Advice from the Ground Beetles

Confidence of cave-dwelling carabid.

skull illustration

You can hurry, but it won’t get you anywhere. You were way too late for this prologue’s conclusion, and still want to rush. We are the stagehands you missed, ushering the deaths you wouldn’t stand.

It’s not the worst, really, to let others make a punchline of your life, like Where have you been, under a rock all this time? As a matter of fact, you can tell them––or not, cleaning your sensors with smooth precision.

I don’t want to frighten you, but let’s face it; it doesn’t take much. We live in the settings of your nightmares. No one knows you better than the one who recognizes what you refuse––I won’t say, to look at. You really ought to consider your bias toward sight, along with a few other favorite metaphors. Look at the river of life, you say, let’s jump in! From the places you call nowhere and not yet, we laugh and call back, you first! ––which is always your preference anyway.

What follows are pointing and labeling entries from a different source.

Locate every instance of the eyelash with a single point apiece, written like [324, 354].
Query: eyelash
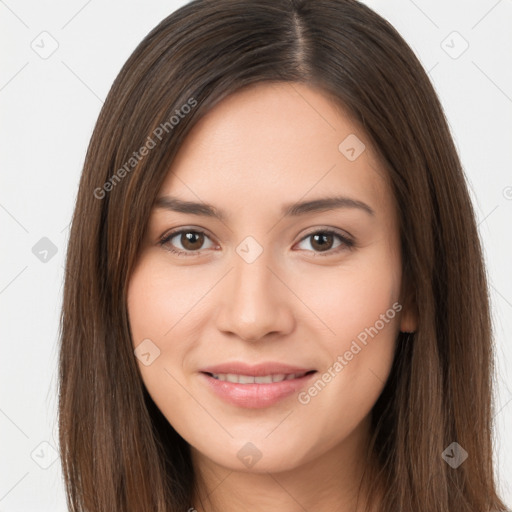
[346, 242]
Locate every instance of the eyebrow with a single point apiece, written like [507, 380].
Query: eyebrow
[288, 210]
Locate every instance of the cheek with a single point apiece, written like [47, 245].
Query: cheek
[158, 300]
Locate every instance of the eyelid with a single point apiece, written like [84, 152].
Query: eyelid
[347, 240]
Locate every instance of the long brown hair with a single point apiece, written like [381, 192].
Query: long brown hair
[118, 452]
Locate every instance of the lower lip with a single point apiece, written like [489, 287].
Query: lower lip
[255, 396]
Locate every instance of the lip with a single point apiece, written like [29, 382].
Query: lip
[257, 370]
[255, 396]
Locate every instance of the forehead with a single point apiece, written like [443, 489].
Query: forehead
[276, 143]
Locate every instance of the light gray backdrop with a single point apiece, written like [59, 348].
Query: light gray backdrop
[58, 61]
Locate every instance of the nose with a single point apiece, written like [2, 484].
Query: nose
[255, 301]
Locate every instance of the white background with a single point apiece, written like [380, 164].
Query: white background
[49, 107]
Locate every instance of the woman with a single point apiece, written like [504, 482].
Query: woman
[275, 297]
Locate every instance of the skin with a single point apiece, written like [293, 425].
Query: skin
[258, 149]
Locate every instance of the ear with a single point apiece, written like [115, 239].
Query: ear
[409, 315]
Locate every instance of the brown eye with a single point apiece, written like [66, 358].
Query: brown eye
[325, 242]
[185, 241]
[322, 242]
[191, 240]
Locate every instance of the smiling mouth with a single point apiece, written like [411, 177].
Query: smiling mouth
[261, 379]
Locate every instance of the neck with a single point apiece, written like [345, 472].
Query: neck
[335, 480]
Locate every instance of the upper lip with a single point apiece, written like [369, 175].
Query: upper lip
[257, 370]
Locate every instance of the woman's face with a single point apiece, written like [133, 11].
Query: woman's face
[269, 281]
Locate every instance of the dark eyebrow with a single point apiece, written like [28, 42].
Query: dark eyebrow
[289, 210]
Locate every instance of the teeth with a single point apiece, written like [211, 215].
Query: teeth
[250, 379]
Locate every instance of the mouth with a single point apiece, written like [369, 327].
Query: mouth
[248, 391]
[259, 379]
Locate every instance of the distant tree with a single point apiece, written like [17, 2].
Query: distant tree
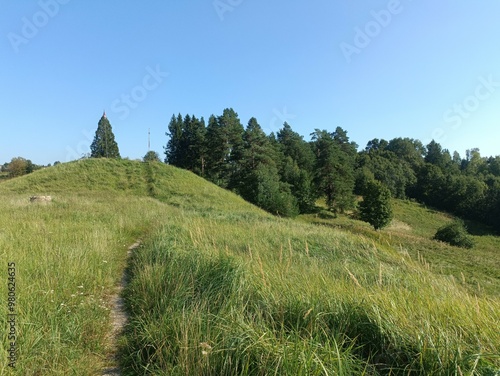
[408, 149]
[19, 166]
[376, 208]
[151, 156]
[224, 142]
[455, 233]
[334, 170]
[266, 191]
[293, 146]
[104, 144]
[173, 150]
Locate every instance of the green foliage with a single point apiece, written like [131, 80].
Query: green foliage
[104, 144]
[151, 156]
[376, 207]
[334, 169]
[455, 233]
[19, 166]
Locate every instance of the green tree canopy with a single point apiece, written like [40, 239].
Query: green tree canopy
[151, 156]
[376, 208]
[104, 144]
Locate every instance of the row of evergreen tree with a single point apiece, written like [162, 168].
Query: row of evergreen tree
[284, 174]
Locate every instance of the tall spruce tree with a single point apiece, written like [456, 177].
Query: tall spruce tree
[376, 206]
[104, 144]
[334, 170]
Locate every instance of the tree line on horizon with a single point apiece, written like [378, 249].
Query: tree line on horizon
[286, 175]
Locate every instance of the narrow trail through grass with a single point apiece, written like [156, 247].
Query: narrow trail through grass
[119, 318]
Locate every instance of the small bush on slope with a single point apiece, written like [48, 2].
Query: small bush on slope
[455, 234]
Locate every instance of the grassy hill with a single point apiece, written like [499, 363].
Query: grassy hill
[220, 287]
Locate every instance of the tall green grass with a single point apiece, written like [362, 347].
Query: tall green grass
[259, 296]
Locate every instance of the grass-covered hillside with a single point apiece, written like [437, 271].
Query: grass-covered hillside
[220, 287]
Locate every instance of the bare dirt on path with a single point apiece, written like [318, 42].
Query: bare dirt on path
[119, 319]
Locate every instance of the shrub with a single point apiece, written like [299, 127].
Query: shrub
[455, 233]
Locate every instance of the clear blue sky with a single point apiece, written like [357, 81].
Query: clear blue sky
[379, 69]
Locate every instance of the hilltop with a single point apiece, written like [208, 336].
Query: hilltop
[222, 287]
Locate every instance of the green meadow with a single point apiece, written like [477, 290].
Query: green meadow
[219, 287]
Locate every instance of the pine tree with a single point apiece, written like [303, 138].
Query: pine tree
[173, 150]
[334, 170]
[104, 144]
[224, 141]
[376, 206]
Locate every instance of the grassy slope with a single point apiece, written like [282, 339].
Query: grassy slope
[220, 286]
[80, 239]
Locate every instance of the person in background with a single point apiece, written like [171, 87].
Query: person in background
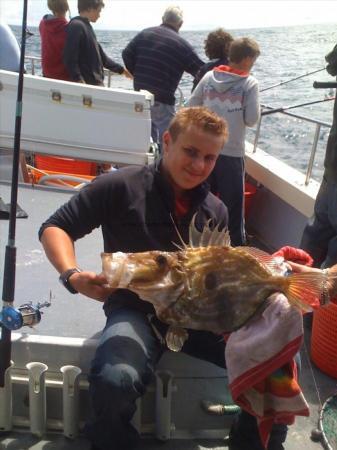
[319, 237]
[53, 35]
[83, 56]
[232, 93]
[157, 57]
[217, 46]
[9, 49]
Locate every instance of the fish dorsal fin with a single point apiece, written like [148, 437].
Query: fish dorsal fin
[274, 265]
[208, 237]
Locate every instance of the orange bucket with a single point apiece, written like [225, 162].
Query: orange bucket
[65, 165]
[324, 339]
[250, 191]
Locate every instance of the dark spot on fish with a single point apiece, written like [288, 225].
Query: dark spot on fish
[210, 281]
[161, 261]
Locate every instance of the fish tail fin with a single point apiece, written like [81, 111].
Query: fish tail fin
[307, 290]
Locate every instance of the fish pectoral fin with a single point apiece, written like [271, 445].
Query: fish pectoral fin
[175, 338]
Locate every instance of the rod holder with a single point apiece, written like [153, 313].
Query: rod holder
[37, 397]
[164, 380]
[6, 406]
[70, 394]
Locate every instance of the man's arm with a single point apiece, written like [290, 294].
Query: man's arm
[129, 56]
[59, 248]
[193, 63]
[109, 63]
[197, 97]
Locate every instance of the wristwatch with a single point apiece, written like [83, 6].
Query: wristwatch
[64, 279]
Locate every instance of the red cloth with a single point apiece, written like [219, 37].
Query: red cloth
[53, 35]
[261, 371]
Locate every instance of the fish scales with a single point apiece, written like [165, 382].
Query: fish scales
[215, 288]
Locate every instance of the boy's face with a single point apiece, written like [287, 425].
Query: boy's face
[94, 14]
[189, 160]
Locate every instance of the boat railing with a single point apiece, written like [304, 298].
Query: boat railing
[318, 125]
[33, 65]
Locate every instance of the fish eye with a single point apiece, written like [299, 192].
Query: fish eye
[210, 281]
[161, 261]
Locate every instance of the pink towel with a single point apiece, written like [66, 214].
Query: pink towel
[261, 369]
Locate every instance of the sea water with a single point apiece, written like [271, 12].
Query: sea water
[286, 53]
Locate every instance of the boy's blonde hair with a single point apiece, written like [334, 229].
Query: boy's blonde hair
[242, 48]
[201, 117]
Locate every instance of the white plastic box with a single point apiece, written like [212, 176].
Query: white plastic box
[77, 120]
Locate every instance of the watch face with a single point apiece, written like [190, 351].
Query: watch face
[64, 279]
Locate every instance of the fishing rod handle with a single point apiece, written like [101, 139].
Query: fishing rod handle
[325, 85]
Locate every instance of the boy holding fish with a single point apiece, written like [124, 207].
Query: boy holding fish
[144, 209]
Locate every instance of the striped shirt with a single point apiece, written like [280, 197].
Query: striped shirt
[157, 57]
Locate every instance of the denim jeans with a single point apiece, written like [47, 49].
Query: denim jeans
[122, 368]
[161, 116]
[320, 234]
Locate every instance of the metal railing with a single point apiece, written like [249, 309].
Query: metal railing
[317, 123]
[33, 61]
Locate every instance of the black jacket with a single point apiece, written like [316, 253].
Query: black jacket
[157, 57]
[83, 56]
[134, 206]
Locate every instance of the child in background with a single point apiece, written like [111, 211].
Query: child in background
[53, 35]
[233, 93]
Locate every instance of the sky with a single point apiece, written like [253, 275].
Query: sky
[198, 14]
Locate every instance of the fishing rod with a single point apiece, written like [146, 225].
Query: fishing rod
[10, 254]
[292, 79]
[285, 108]
[324, 84]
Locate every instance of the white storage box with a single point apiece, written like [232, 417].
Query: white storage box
[77, 120]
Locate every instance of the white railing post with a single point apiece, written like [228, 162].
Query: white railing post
[37, 397]
[70, 394]
[6, 407]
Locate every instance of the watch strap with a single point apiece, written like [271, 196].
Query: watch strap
[64, 279]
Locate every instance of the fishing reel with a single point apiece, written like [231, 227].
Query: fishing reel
[25, 315]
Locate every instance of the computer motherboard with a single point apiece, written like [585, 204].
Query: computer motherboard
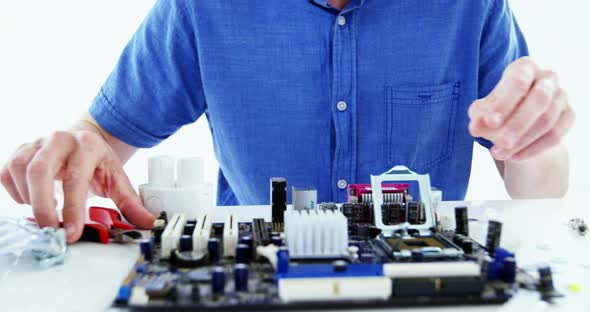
[383, 248]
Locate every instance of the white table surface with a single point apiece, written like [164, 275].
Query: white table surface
[535, 229]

Any beetle can tell you about all the cries in the dark, but that doesn’t mean you will listen. So much grief in these places, but we’ve been here all along. We get a lot of tourists on quests, looking for a dragon to slay. Sure, we tell them, go farther, and then get back to our invisible work, laughing.

Do you have a friend who studies eyesight, who can talk at length about degrees of vision? The word vision suggests blindness all by itself. A person’s aspirations will tell you a lot about their fears. 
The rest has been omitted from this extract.